We don't pack the entire experiment into a Docker image since the docker the image size will be too large.

NVIDIA-Docker is still incompatible with some old packages, if this happens, or you don't want to install NVIDIA-docker, use cpu only or install those dependencies on the host machine.

1. Environment setup

1.1 Install Retdec

Retdec is used to lift binary to LLVM IR.

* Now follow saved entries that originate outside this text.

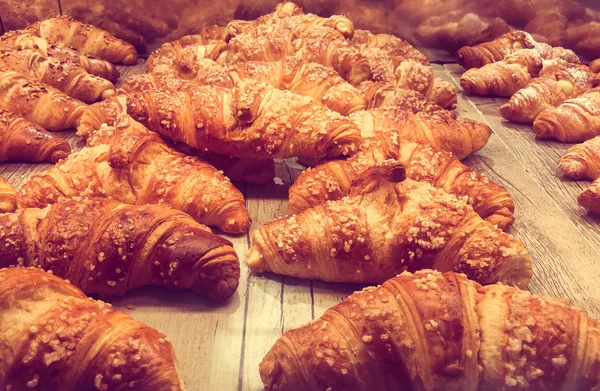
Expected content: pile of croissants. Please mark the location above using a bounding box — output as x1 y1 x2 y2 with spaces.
0 3 599 390
458 31 600 215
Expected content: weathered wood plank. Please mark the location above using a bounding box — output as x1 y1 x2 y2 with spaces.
434 64 600 318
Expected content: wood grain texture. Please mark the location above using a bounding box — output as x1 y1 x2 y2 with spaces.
1 63 600 390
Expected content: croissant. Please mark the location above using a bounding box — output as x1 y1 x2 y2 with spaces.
19 117 251 234
0 69 87 131
289 141 514 229
351 108 491 160
456 31 537 69
500 61 593 124
592 58 600 73
0 176 16 213
0 267 184 390
0 49 115 103
26 16 138 65
260 269 600 391
533 88 600 142
559 136 600 180
249 162 531 287
578 179 600 214
460 49 543 97
0 109 71 163
119 78 362 160
351 29 430 66
0 30 120 81
0 197 240 301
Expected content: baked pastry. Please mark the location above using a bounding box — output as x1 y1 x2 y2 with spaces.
591 58 600 74
248 162 531 287
359 81 452 116
578 179 600 214
18 116 251 234
533 88 600 142
0 267 184 390
26 16 138 65
0 109 71 163
289 141 514 229
560 135 600 180
500 61 593 124
351 29 429 66
0 197 240 301
461 49 543 97
0 176 16 213
0 69 87 131
456 31 537 70
0 48 115 102
0 30 120 81
260 269 599 391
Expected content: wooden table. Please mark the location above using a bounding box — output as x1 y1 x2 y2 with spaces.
2 62 600 390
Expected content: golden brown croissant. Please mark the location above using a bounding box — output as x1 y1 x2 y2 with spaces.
0 197 240 301
0 48 115 103
500 61 593 124
533 88 600 142
0 30 120 81
289 141 514 229
351 29 430 66
351 108 491 160
592 58 600 74
460 49 543 97
248 162 531 287
0 69 87 131
578 179 600 214
0 176 16 213
26 16 138 65
118 78 362 160
223 2 304 38
260 269 600 391
0 108 71 163
19 117 251 234
456 31 537 70
0 267 184 390
560 136 600 180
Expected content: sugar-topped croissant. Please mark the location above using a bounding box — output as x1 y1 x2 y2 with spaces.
359 81 452 116
0 109 71 163
0 69 87 131
533 88 600 142
351 29 430 66
19 116 251 234
560 136 600 180
460 49 543 97
500 61 593 124
0 176 16 213
0 197 240 301
260 269 600 391
0 30 120 81
289 141 514 229
119 78 362 160
26 16 138 65
0 48 115 102
0 267 185 390
249 162 531 288
579 179 600 214
456 31 537 69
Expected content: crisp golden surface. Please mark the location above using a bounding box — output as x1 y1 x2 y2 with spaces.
0 176 16 213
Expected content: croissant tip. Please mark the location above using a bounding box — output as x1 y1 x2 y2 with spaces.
122 55 138 66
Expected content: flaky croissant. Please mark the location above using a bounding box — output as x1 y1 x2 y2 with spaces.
0 48 115 103
0 109 71 163
0 267 184 390
350 108 491 160
0 176 16 213
500 61 593 124
118 78 362 160
351 29 430 66
592 58 600 74
533 88 600 142
289 141 514 229
0 197 240 301
0 69 87 131
0 30 120 81
579 179 600 214
26 16 138 65
19 117 251 234
559 135 600 180
456 31 537 70
260 269 600 391
461 49 543 97
359 81 452 116
249 162 531 287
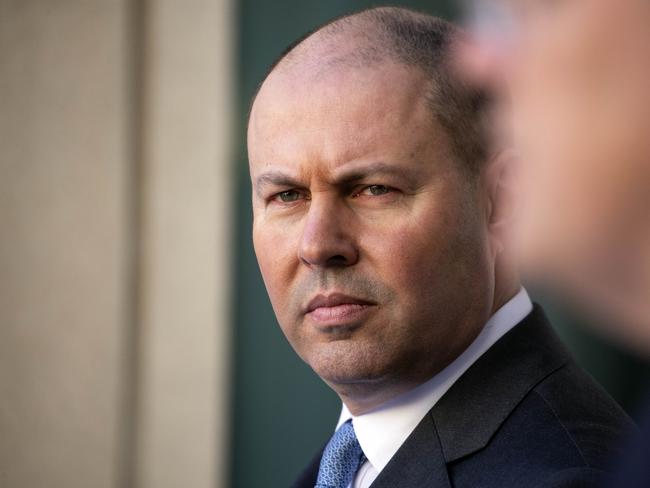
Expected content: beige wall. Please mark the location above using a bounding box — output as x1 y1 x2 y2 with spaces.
134 1 233 487
0 1 233 487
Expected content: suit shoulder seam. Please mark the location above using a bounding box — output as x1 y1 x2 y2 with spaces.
531 386 589 467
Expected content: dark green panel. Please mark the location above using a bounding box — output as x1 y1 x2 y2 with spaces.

sudo apt-get install build-essential cmake git openssl libssl-dev python3 autoconf automake libtool pkg-config m4 zlib1g-dev upx doxygen graphviz curl unzip graphviz-dev pigz -y
git clone https://github.com/avast/retdec
cd retdec
mkdir build && cd build
cmake .. -DRETDEC_ENABLE_ALL=ON
make -j
make install

1.2 Install Joern

Joern is used to generate CPGs

cd
mkdir joern && cd joern 
curl -L "https://github.com/joernio/joern/releases/download/v2.0.232/joern-install.sh" -o joern-install.sh
chmod u+x joern-install.sh
./joern-install.sh --interactive # Choose to create a symbolic link, and version tag is v2.0.232

1.3 Install Other Dependencies

Install the following dependencies:

sudo apt-get install -y python3 python3-pip python-is-python3 clang llvm gcc g++ g++-arm-linux-gnueabi g++-powerpc-linux-gnu g++-mips-linux-gnu openjdk-17-jdk openjdk-17-jre-headless

1.4 Install Python Dependencies

Clone our repository and install the required packages:

cd /regraph
# For GPU run this
pip install dgl -f https://data.dgl.ai/wheels/cu118/dgl-1.0.2%2Bcu118-cp310-cp310-manylinux1_x86_64.whl
# For CPU-only run this
pip install dgl -f https://data.dgl.ai/wheels/dgl-1.0.2-cp310-cp310-manylinux1_x86_64.whl

# For all
pip install -r requirements.txt

1.5 Unzip files

Here we provided 3 compressed files, which are pretrained.tar.gz, graph_dataset_openplc_only.tar.gz, graph_dataset.tar.gz

We uploaded these files in Google Drive. Once those files are downloaded, unzip any of them by running

tar --use-compress-program=pigz -xpf <filename>.tar.gz

The graph_dataset_openplc_only is a dataset for OpenPLC, which can be used to test the entire process. The graph_dataset is a dataset for the entire process, which is 109GB after decompression. If you wish to test all the process, please unzip this file.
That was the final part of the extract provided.